Jika build perangkat lunak mencapai hasil yang diinginkan dalam system testing, maka akan dilakukan pemeriksaan akhir melalui acceptance testing sebelum perangkat lunak masuk ke produksi dan digunakan oleh pengguna. Tim pengembang aplikasi mencatat semua cacat dan menentukan jenis serta jumlah cacat yang dapat diterima.
System testing biasanya melalui beberapa tahap berikut:
- Test environment. Pada tahap awal ini, server pengujian disiapkan untuk membuat lingkungan pengujian yang memungkinkan penguji menjalankan serangkaian test case dan skrip pengujian yang sudah ditentukan sebelumnya.
- Test case. Tahap ini menghasilkan test case untuk proses pengujian.
- Test data. Pada tahap ini, data yang akan diuji dibuat.
- Test case execution. Setelah test case dan test data dibuat, test case dijalankan.
- Reporting of defects. Pada tahap ini, cacat dalam sistem diidentifikasi.
- Regression testing. Ini dilakukan untuk melihat apakah ada masalah baru yang muncul akibat proses tahap sebelumnya.
- Defect logging. Semua cacat yang teridentifikasi diperbaiki pada tahap ini.
- Retest. Pengujian diulang jika pengujian sebelumnya tidak berhasil.
Alat untuk System Testing
Berbagai alat komersial dan Open Source membantu tim QA untuk melakukan dan meninjau hasil system testing. Alat-alat ini dapat membuat, mengelola, dan mengotomatiskan tes atau test case, dan sering kali juga menawarkan fitur tambahan di luar system testing, seperti manajemen persyaratan.

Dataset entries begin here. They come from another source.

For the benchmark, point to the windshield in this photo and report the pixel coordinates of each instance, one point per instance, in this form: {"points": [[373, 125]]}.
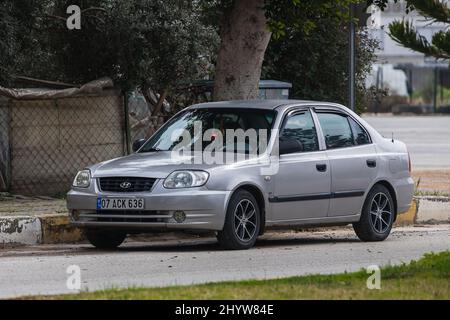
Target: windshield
{"points": [[195, 129]]}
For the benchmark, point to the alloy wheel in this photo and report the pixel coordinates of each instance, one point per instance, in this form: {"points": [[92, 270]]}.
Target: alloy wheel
{"points": [[245, 220], [381, 212]]}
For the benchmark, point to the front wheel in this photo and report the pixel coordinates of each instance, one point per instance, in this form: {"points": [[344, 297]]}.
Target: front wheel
{"points": [[242, 222], [377, 216], [105, 239]]}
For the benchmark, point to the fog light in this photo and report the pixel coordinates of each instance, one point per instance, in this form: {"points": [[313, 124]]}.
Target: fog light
{"points": [[179, 216]]}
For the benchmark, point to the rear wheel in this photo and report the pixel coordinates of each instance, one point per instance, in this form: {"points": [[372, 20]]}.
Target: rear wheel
{"points": [[102, 239], [242, 222], [377, 216]]}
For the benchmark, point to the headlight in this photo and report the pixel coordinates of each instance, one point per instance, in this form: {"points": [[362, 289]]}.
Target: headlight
{"points": [[82, 179], [186, 179]]}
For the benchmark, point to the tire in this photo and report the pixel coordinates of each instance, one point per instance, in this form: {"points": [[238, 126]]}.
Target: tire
{"points": [[377, 216], [242, 223], [105, 239]]}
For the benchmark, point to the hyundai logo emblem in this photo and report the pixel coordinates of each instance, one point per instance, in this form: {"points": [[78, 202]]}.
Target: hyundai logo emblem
{"points": [[125, 185]]}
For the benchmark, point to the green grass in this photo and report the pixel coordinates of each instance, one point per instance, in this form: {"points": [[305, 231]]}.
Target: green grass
{"points": [[427, 278]]}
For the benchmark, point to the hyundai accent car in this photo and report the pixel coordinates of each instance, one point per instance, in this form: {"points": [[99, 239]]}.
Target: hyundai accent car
{"points": [[316, 164]]}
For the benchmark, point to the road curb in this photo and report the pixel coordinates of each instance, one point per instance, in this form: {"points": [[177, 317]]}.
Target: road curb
{"points": [[426, 210], [38, 230], [53, 229]]}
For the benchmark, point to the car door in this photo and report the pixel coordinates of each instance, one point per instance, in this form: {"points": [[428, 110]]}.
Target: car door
{"points": [[353, 161], [302, 185]]}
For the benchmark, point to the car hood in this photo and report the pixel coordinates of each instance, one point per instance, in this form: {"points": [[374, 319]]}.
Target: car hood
{"points": [[150, 164]]}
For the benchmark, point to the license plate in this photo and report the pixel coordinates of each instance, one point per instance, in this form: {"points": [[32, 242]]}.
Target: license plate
{"points": [[120, 203]]}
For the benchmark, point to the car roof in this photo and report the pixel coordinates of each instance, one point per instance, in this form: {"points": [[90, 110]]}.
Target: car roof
{"points": [[258, 104]]}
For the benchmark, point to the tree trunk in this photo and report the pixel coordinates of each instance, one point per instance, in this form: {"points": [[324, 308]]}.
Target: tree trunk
{"points": [[244, 38]]}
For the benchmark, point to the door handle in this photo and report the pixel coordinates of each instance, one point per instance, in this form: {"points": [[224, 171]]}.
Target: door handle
{"points": [[371, 163]]}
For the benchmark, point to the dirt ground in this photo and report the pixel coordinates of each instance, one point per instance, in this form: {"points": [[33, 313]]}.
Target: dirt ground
{"points": [[432, 182]]}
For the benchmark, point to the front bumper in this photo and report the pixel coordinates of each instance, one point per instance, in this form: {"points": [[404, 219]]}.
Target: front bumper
{"points": [[204, 209]]}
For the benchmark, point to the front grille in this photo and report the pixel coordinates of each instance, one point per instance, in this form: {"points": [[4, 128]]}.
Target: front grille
{"points": [[145, 216], [126, 184]]}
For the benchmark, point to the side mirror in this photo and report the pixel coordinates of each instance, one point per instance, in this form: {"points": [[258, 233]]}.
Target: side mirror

Beberapa alat system testing komersial termasuk Squish dari Froglogic dan SpiraTest dari Inflectra, sedangkan alat open source mencakup Robotium dan SoapUI dari SmartBear.
Namun, tidak semua penguji perangkat lunak memiliki akses ke semua sumber daya pengujian yang tersedia. Misalnya, seorang penguji yang bekerja di perusahaan besar kemungkinan memiliki akses ke pengujian otomatis yang mahal, yang mungkin tidak tersedia di organisasi yang lebih kecil.